APMX has ordered 3,000 sets, the maximum allowed per distributor.
“We have ordered them. That’s good. We’re players, but we need to understand the rules,” Haynes said.
New rules say the authorized companies can only sell one coin of each design to a household to ensure wide distribution of coins to the public. And they are to be sold according to a price structure set by the Mint.
“We understand we can sell one coin, but we don’t know what public means,” Haynes said. “We think it means citizens of the United States, but we are awaiting further clarification.”
The new rules just won’t work, said Ross Hansen, CEO of Northwest Territorial Mint, which sells bullion coins, but is not one of the 11 authorized purchasers.
“The U.S. Mint has made a mess of this,” Hansen said.
There are 11 authorized purchasers of the 5-ounce coins, but all but one of them are wholesalers, he said. They aren’t set up to sell individual orders to the public.
Then there’s the matter of price fixing, Hansen said. The Mint said the authorized purchasers can’t sell the coins for more than 10 percent above the price at which they acquire them from the Mint.
“But this is bullion and price fluctuates with the price of bullion,” Hansen said. “So they’re trying to enforce a fixed cost with a commodity whose price is always in flux.”
An authorized purchaser who ordered the coins when they were first offered on Dec. 10 would pay the Dec. 13 bullion price of $29.33 an ounce for the coins. That would put the cost of a set of five coins, one of each design, at $782 when the $9.75 per coin premium set by the Mintis added in. Add to that the 10 percent markup allowed to the distributors and it puts the cost for each set at $860.20 plus shipping.

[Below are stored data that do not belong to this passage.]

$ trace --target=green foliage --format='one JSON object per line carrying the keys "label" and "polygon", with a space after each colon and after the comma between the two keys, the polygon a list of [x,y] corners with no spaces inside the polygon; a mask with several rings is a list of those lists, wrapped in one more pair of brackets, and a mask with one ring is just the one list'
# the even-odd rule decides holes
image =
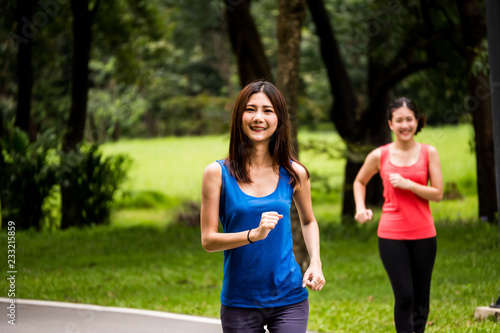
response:
{"label": "green foliage", "polygon": [[128,167],[125,155],[104,157],[98,149],[92,145],[61,154],[62,186],[69,189],[77,205],[74,218],[83,225],[109,223],[113,196]]}
{"label": "green foliage", "polygon": [[163,135],[207,135],[228,133],[232,98],[206,94],[177,96],[161,103],[165,110]]}
{"label": "green foliage", "polygon": [[[2,220],[15,221],[19,230],[56,226],[60,208],[58,184],[72,182],[71,195],[78,204],[75,220],[82,224],[109,222],[113,197],[125,180],[129,159],[103,157],[98,146],[55,156],[57,136],[48,130],[30,143],[17,127],[6,129],[1,139],[0,198]],[[54,213],[55,212],[55,213]]]}
{"label": "green foliage", "polygon": [[47,214],[43,205],[57,183],[56,167],[50,163],[57,144],[54,131],[42,133],[31,143],[25,132],[8,127],[0,142],[2,220],[14,221],[18,230],[41,229]]}
{"label": "green foliage", "polygon": [[[368,101],[369,53],[386,64],[404,43],[409,43],[411,47],[401,59],[411,56],[421,61],[422,54],[413,54],[413,46],[426,43],[429,36],[425,32],[444,29],[451,42],[440,43],[439,47],[429,44],[429,52],[433,60],[444,57],[446,61],[412,75],[395,88],[394,94],[415,99],[433,124],[467,121],[471,108],[464,102],[468,95],[465,65],[461,56],[456,56],[462,41],[460,34],[453,33],[453,25],[459,22],[454,3],[428,4],[432,19],[428,25],[423,24],[419,1],[325,0],[325,6],[360,108]],[[15,3],[8,2],[4,7],[0,33],[8,36],[16,31]],[[71,103],[72,48],[68,40],[72,37],[71,20],[67,20],[71,10],[69,3],[57,7],[55,13],[47,15],[42,7],[35,6],[36,13],[49,17],[46,24],[36,27],[32,38],[33,53],[37,54],[32,60],[32,117],[42,132],[47,128],[63,131]],[[100,3],[92,29],[85,138],[100,143],[120,135],[222,133],[228,118],[221,117],[228,113],[228,105],[234,101],[231,96],[239,90],[224,20],[226,7],[220,0]],[[251,1],[251,12],[275,70],[277,3]],[[486,45],[475,59],[476,70],[487,67],[485,50]],[[16,51],[11,41],[0,46],[0,106],[6,120],[12,119],[15,111]],[[302,29],[299,72],[299,123],[309,129],[320,128],[329,123],[333,100],[311,15]]]}
{"label": "green foliage", "polygon": [[105,142],[120,136],[144,136],[139,126],[146,113],[148,101],[132,85],[110,78],[117,70],[117,60],[91,61],[95,88],[89,90],[86,139],[90,142]]}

“You can give manufacturers a suggested retail price, but you can’t control what your retailers ultimately sell their product for,” Hansen said. “I can’t do that as a wholesaler and neither can the U.S. Mint.
But the Mint does, and that’s just arrogance, Hansen said.

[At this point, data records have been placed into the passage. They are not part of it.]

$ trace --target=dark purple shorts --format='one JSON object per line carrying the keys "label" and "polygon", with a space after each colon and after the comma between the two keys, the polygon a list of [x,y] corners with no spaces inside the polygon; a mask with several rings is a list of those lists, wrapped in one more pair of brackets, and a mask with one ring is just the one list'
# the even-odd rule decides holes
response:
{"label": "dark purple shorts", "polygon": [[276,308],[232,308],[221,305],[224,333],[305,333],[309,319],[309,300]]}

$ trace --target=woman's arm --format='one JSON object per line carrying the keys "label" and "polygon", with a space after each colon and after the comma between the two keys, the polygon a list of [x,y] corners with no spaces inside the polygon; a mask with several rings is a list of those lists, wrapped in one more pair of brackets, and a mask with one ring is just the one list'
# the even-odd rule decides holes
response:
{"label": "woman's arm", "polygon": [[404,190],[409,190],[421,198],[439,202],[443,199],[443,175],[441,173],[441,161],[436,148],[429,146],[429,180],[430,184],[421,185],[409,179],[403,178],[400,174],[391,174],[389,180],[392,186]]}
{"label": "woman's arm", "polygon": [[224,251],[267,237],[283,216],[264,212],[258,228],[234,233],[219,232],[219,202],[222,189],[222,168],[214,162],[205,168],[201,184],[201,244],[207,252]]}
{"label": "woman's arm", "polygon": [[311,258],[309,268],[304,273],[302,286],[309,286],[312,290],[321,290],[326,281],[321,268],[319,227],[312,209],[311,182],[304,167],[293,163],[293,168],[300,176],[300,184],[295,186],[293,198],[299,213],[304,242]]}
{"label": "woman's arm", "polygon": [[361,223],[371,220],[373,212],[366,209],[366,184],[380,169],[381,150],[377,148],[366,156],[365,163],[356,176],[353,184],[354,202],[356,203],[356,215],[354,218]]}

“They don’t communicate well with their retailers,” Hansen said. “They just say, this is the way it is. They don’t make partners out of their distributors and retailers, and that’s what they need to do, make them viable partners.”
Hansen said this confusion could have been solved with a 10-minute conversation between all involved.
“But they’re not working with their authorized purchasers as true partners,” Hansen said. “That’s one reason I’ve never signed up with them. They’re such pain in the rear ends to deal with.”
The new sales rules are “ridiculous,” said Bill Hodges, owner of Southern Coin Investments in Atlanta, Ga., who sells numismatic and bullion coins.
“I strongly feel that some distributors won’t handle them at all, and I don’t blame them,” he said.
It’s tantamount to price fixing, Hodges said.
When dealers were first allowed to place orders with the 11 distributors, Hodges signed up for 20 sets at $1,500 each from one wholesaler. But that deal no longer is valid because of the Mint’s new rules.
Hodges called Mint officials and told them that if the Mint wants wide distribution of the coins, restricting coins to the 11 authorized purchasers isn’t the way to do it.
“They are shutting out our company and hundreds of companies around the country,” Hodges said. “We’re getting calls from hundreds of people, and we keep telling them, we can’t help you.”
That’s what is really frustrating, Hodges said.
“The U.S. Mint needs to employ some people with business and marketing experience to help decide the best means of doing distribution,” Hansen said.
The current plan isn’t working, he said.
“We have 35,000 people in our database, which means we could distribute the coins widely, but we have no opportunity, Hodges said.